Now, the White House is watching Al-Jazeera alongside CNN.
As recently as a few weeks ago, Fox News host Bill O’Reilly labeled Al-Jazeera as “anti-American.” Later on the same program Fox News commentator Monica Crowley called the network a “propaganda outfit for the autocrats who sit on the sands of the Middle East.”
This might come as a surprise to Former Egyptian President Hosni Mubarak, who accused the channel of “fomenting unrest.” Or to embattled Libyan leader Moammar Gadhafi, who in a rambling and defiant speech Tuesday said Al-Jazeera was trying to portray Libyans as “bad people … a people of turbans and low beards,” according to one translation.
Al-Jazeera, which has more journalists in the Middle East than any U.S. news agency, was repeatedly cited by MSNBC and CNN even before the network offered its content to other outlets through a Creative Commons license.
And its treatment by security forces in Egypt and Libya added credence to Al-Jazeera’s insistence that it is independent. In Egypt, Mubarak’s goons ransacked and closed the network’s Cairo bureau, before assaulting and detaining several of its journalists.
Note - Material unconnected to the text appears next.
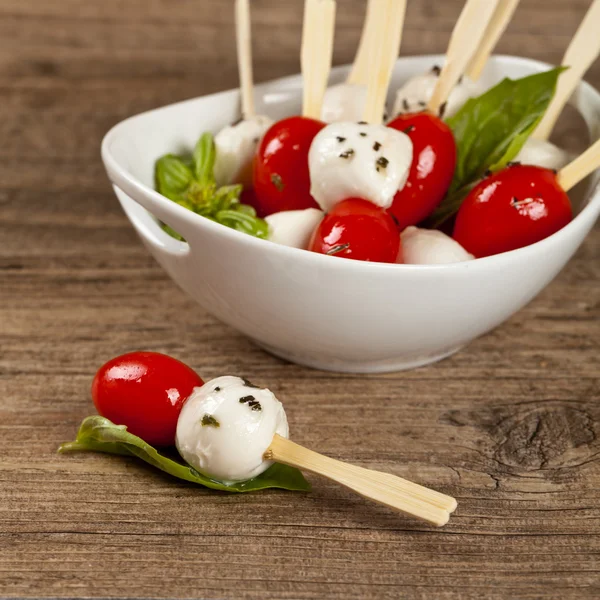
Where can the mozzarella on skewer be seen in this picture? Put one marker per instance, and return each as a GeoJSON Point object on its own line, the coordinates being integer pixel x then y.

In Libya, state intelligence services jammed Al-Jazeera’s TV signal on the Arabsat satellite frequency, the network said.
Al-Jazeera, which is Arabic for “the island,” is currently not available on any major U.S. cable system, but Al-Jazeera English is streamed live on the web, for free.
The network says it can also be seen in local markets in Vermont, Ohio and Washington, D.C., on the following systems: GlobeCast World TV (DTH Satellite), Buckeye Cable (Toledo, Ohio), Burlington Cable (Burlington, Vermont), Link TV (Direct TV channel 375 or Dish Network channel 9410), Washington Cable (Washington, D.C.) and MHz Networks (Washington, D.C., by agreement with Comcast).